Libertad. Me parece que esta palabra resume el núcleo de su propuesta. Libertad ¿en qué sentido? En varios. Repasemos lo ya dicho. Por un lado, la filosofía es una
cura del olvido, liberación de la amnesia que se produce (sobre todo) en la época de la técnica acerca del sentido. La filosofía es, al contrario,
anámnesis (Platón), recuerdo de la verdad olvidada: que lo útil no es útil sino a causa de la finalidad, del para-qué en razón del cual cobra significado y valor. La filosofía tiene la función de oponerse al absolutismo de lo útil y liberar a la cultura del sinsentido, de la profunda insensatez que se sigue del aprehender la realidad con la mirada del pirata: con un ojo ver nada más su valor de explotación y utilidad; con el otro, implantarse un parche para no ver y olvidar recalcitrantemente el ser de donde proviene todo su sentido e importancia, y la irritante filosofía, que le enrostra el reino de los fines.
Por otro lado, es una cura del sueño y la superstición, liberación del estado hipnótico en que cae el ser humano en el mundo moderno a causa del hechizo de la
ciencia y la técnica y su absolutización de lo útil. El tábano de la filosofía lo despierta con su picadura, retrocediendo su atención al intersticio entre lo conocido y lo no conocido, donde aparece el mundo en toda su contingencia y finitud, su petulancia e ilusoriedad. Y así lo sacude de su modorra, para que vuelva a tomar la iniciativa y se reconozca como lo que es: no solo un habitante, sino un abridor de mundo; la libertad de pensamiento deviene libertad de acción. Como recuerda Peña (183), un papel análogo es el que asigna Kant a la facultad de filosofía con respecto a las facultades superiores –teología, derecho y medicina– en la universidad: “ no [...] destruir sus doctrinas, sino sólo [...] negar esa fuerza mágica que la superstición del público les atribuye a ellos y a sus respectivas observancias, como si al entregarse pasivamente a guías tan hábiles se estuviera dispensando de toda acción personal”(Kant 2004, p. 40).
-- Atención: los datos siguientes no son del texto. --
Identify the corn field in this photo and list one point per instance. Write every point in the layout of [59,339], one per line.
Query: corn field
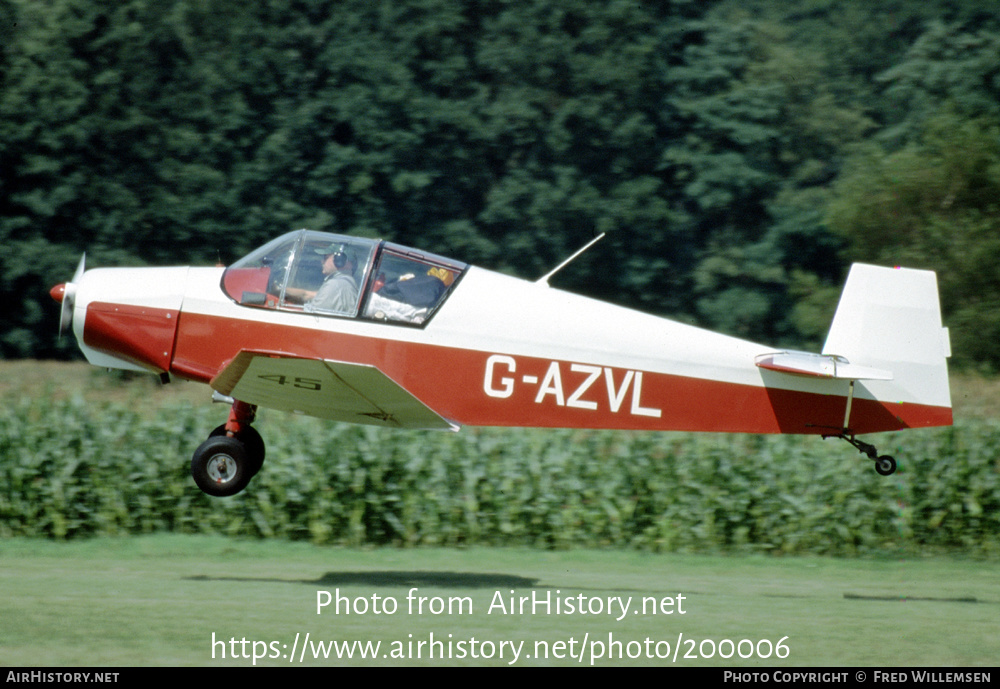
[69,469]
Finalmente, la filosofía puede poner en cuestión lo útil, alcanzar su comprensión y revelar su contingencia y futilidad –su patético absurdo en tanto que separado del
sentido que le da origen– porque su esencia no es la utilidad, sino la libertad. La libertad es el único elemento en el que ella puede vivir, crecer y desplegarse (Aristóteles)
7 . La filosofía, escribe C. Peña en términos de Kant, es inútil “en la medida que no está al servicio de ningún designio más que el sometimiento a la mera racionalidad” (183). Esta exigencia de libertad se sostiene sin concesiones de ninguna especie. Por eso, no es aceptable ponerla al servicio de ningún poder, ni siquiera al servicio de la democracia, como quiere Rorty (181), por más que sea manifiesta la necesidad que tiene ésta de aquella.
Decía al comienzo que no es necesario hablar de filosofía para hacer filosofía, porque no es ésta el asunto de la filosofía. De allí no se sigue, sin embargo, que no
pueda ésta caer en su campo. De hecho, cada cierto tiempo la filosofía también tiene necesidad, como ninguna otra disciplina intelectual, de volver sobre sí misma y devenir
objeto de reflexión 8 . La filosofía es también asunto de la filosofía. Es de agradecer no solo de parte de los filósofos y profesores de filosofía, sino de los universitarios y de toda la cultura que el autor nos haya invitado, con profundidad y sencillez, a reflexionar y dialogar sobre lo no pensado.